California's Mandatory Arbitration Ban Is Permanently Halted
Author: Robert S. Teachout, Brightmine Legal Editor
January 18, 2024
Employers in California may continue to require employees and applicants to enter an arbitration agreement as a condition of employment now that a federal district court has permanently enjoined the law that sought to ban the practice.
Passed in 2019 and set to become effective on January 1, 2020, California AB 51 prohibited employers from requiring as a condition of employment or continued employment that employees or applicants “waive any right, forum, or procedure” for a violation of California’s anti-discrimination and retaliation law, the Fair Employment and Housing Act. The law essentially banned mandatory arbitration agreements and imposed civil liability and criminal penalties on employers that imposed an arbitration requirement on employees.

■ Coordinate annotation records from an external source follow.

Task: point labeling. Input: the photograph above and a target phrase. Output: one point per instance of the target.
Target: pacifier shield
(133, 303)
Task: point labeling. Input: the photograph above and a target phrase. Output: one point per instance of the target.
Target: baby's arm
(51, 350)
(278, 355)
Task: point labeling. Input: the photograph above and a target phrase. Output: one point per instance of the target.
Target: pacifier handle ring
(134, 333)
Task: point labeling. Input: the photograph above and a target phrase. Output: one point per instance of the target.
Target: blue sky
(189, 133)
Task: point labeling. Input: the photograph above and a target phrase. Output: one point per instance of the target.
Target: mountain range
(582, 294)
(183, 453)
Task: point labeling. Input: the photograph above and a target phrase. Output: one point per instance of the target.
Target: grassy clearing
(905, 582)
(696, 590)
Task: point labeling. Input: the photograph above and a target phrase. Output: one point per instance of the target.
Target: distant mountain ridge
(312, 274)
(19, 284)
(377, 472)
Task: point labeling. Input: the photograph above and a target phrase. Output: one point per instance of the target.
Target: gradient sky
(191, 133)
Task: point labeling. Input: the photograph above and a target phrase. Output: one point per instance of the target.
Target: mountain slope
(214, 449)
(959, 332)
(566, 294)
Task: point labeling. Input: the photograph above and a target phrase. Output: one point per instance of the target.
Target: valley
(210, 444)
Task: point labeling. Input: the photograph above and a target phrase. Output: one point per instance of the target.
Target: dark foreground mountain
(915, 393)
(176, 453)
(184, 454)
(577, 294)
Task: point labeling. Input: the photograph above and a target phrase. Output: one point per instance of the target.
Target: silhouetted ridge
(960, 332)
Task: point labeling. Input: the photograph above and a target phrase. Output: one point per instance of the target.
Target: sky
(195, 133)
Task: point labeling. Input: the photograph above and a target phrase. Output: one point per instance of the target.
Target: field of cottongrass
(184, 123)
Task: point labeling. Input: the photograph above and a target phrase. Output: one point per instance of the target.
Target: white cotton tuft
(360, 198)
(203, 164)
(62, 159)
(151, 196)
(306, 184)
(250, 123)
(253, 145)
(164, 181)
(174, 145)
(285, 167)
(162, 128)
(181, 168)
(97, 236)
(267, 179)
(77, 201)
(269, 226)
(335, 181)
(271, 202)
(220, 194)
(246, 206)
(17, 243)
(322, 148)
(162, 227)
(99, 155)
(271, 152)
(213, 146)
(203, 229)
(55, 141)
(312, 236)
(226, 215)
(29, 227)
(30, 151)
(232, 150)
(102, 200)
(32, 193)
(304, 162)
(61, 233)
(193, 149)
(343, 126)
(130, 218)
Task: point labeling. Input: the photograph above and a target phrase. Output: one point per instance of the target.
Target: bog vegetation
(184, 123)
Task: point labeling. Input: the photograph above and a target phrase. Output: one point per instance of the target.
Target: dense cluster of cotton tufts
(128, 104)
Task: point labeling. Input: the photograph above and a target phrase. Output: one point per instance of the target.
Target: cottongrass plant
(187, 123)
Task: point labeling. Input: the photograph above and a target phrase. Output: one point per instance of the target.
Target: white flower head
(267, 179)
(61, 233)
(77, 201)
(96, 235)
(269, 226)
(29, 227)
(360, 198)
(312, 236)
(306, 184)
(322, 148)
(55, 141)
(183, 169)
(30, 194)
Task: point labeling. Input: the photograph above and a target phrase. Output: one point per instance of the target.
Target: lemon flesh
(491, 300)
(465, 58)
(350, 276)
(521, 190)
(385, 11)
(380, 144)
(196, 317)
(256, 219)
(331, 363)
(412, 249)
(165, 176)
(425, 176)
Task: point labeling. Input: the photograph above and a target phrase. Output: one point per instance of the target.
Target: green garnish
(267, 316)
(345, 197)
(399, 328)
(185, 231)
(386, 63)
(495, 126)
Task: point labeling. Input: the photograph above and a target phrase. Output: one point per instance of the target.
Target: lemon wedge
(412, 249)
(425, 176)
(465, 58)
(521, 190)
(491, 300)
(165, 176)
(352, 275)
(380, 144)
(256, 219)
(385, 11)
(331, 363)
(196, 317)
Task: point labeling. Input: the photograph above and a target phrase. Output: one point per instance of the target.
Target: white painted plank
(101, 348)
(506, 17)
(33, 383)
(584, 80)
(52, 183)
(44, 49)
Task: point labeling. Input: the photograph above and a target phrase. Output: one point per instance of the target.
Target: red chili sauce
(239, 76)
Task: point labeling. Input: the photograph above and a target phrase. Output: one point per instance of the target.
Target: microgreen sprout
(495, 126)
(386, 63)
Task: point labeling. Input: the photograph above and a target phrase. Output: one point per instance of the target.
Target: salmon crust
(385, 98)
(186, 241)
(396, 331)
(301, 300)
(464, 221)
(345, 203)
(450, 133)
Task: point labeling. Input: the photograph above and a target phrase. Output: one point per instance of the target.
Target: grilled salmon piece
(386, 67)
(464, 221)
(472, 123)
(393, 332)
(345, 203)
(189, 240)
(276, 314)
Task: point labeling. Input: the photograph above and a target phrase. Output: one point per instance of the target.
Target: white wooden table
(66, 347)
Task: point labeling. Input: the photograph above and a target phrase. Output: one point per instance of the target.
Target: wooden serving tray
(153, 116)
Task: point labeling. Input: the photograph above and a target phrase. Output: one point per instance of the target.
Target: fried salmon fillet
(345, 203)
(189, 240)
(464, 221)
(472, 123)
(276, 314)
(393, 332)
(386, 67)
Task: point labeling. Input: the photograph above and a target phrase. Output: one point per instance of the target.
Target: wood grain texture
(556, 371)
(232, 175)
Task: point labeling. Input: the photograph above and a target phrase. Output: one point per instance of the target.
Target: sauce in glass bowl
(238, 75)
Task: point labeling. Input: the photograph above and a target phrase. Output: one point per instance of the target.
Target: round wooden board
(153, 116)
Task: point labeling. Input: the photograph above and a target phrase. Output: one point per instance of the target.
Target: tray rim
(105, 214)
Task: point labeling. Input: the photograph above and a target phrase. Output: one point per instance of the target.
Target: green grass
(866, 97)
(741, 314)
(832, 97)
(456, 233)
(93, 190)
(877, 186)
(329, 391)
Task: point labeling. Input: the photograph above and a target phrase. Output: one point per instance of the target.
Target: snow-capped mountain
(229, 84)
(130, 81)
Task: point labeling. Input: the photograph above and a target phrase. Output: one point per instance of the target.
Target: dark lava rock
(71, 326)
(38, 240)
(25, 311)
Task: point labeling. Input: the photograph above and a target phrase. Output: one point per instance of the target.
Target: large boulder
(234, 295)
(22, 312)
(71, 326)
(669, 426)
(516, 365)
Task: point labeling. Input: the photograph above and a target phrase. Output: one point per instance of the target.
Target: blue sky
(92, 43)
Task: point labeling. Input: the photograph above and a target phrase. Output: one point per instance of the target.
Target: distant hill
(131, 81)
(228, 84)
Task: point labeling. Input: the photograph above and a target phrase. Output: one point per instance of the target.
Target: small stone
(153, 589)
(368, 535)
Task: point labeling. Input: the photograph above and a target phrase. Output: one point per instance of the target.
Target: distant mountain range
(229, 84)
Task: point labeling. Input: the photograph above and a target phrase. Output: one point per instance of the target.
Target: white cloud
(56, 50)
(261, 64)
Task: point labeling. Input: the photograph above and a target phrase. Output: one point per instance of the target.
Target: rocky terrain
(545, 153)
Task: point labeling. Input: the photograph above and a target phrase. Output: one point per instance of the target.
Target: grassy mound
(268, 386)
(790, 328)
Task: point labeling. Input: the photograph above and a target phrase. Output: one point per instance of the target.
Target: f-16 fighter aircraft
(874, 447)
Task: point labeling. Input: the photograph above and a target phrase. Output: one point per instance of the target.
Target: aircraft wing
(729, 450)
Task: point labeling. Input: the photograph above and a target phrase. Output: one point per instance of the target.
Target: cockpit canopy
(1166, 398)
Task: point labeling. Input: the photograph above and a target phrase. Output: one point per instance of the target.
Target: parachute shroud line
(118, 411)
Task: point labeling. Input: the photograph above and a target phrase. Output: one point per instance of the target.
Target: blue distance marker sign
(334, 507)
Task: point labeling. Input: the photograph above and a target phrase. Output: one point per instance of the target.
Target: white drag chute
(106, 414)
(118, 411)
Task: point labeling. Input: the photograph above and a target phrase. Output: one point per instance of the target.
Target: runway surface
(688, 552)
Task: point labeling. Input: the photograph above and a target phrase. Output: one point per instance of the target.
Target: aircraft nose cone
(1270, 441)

If your employees work in one of the gray areas related to interstate transportation, then ... AB 51 may apply.
Alex MacDonald, Littler
On January 10, 2020, a federal district court issued a preliminary injunction pausing enforcement of AB 51's prohibition on mandatory employment arbitration agreements until a lawsuit alleging that the law is preempted by the Federal Arbitration Act (FAA) was resolved.
Following further legal proceedings over three years, the 9th Circuit Court of Appeals agreed with the lower court on February 15, 2023, that the FAA completely preempted the state law. The Court noted that “the FAA’s purpose is to further Congress’s policy of encouraging arbitration, and AB 51 stands as an obstacle to that purpose….”
The federal district court on January 1 of this year permanently enjoined enforcement of the law where the alleged “waiver of any right, forum, or procedure” is the entry into an arbitration agreement that is covered by the FAA. While this protects a broad range of employers, the ruling does not apply to employment agreements outside the FAA’s protection, which exempts employment contracts of railroad employees, seamen and similar transportation workers who engage in foreign or interstate commerce.
“If your workers aren’t engaged in interstate transportation services, like retail or manufacturing, then you are covered by the federal FAA,” explained attorney Alex MacDonald, a shareholder with Littler and a core member of its Workplace Policy Institute team. “But if your employees work in one of the gray areas related to interstate transportation, then the employment agreements are subject to state law and AB 51 may apply.”